2.5 Functions
Before we move onto data structures in the next section, we will take an aside to look at functions. Functions are a group of commands that perform a specific action. By itself it is not a complete executable program but form part of a larger workflow. Like variables that hold data, functions are also given a name so that they can be reused. They generally follow the \(input \rightarrow process \rightarrow output\) model, that is, they take input, do something with the input and produce output. The output can either be printed to the screen or be returned and assigned to a variable that holds the new data for further reuse.
So far we have already started using some of the in-built functions in R like print()
, str()
, as.integer()
etc. They take the form of output_variable <- function_name(input_variable)

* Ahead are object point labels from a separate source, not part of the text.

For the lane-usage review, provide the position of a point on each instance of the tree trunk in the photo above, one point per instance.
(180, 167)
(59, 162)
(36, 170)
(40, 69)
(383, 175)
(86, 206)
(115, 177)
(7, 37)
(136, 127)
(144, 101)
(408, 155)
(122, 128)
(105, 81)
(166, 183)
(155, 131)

where the output_variable is optional. If not output_variable is provided, by default the output from the funciton will be printed to the screen.
2.5.1 Nesting functions
Other than assigning the output of a function to a variable, functions can also be nested within other functions. For example, the following code performs an operation and prints the result to the screen:
length <- 42
width <- 10
area <- length*width
result <- paste("area of rectangle with length=",length,
", width=", width, "is", area)
print(result)
can be collapsed to:
print(paste("area of rectangle with length=",length,
", width=", width, "is", length*width))
## [1] "area of rectangle with length= 42 , width= 10 is 420"
Just like in mathematics, the order of operations (or operator precedence) is the same in R. Operations are evaluated (or executed) from the innermost brackets first. So in the command above, the inner c("A","B","C")
is executed first and the output (which is held temporarily in memory) is then passed to the outer function paste()
.
With this shortcut, you can reduce the resources that a program takes (not to mention the lines of code) and create very complex nested function calls. Keep an eye out for nested functions throughout the workshop.
Break it up first, then reassemble
When new to R and coming across a complex nested function call, the tip is to break it up into sections. Break the functions into smaller pieces starting from the innermost function and assign them to variables first. Execute each line, one at a time and examine the output. Then when you are comfortable with what each line is doing, put the pieces together again. This will help you understand what each function is doing first before trying to decipher the entire line in one go. Once you become familiar with more functions, reading nested functions will become a breeze!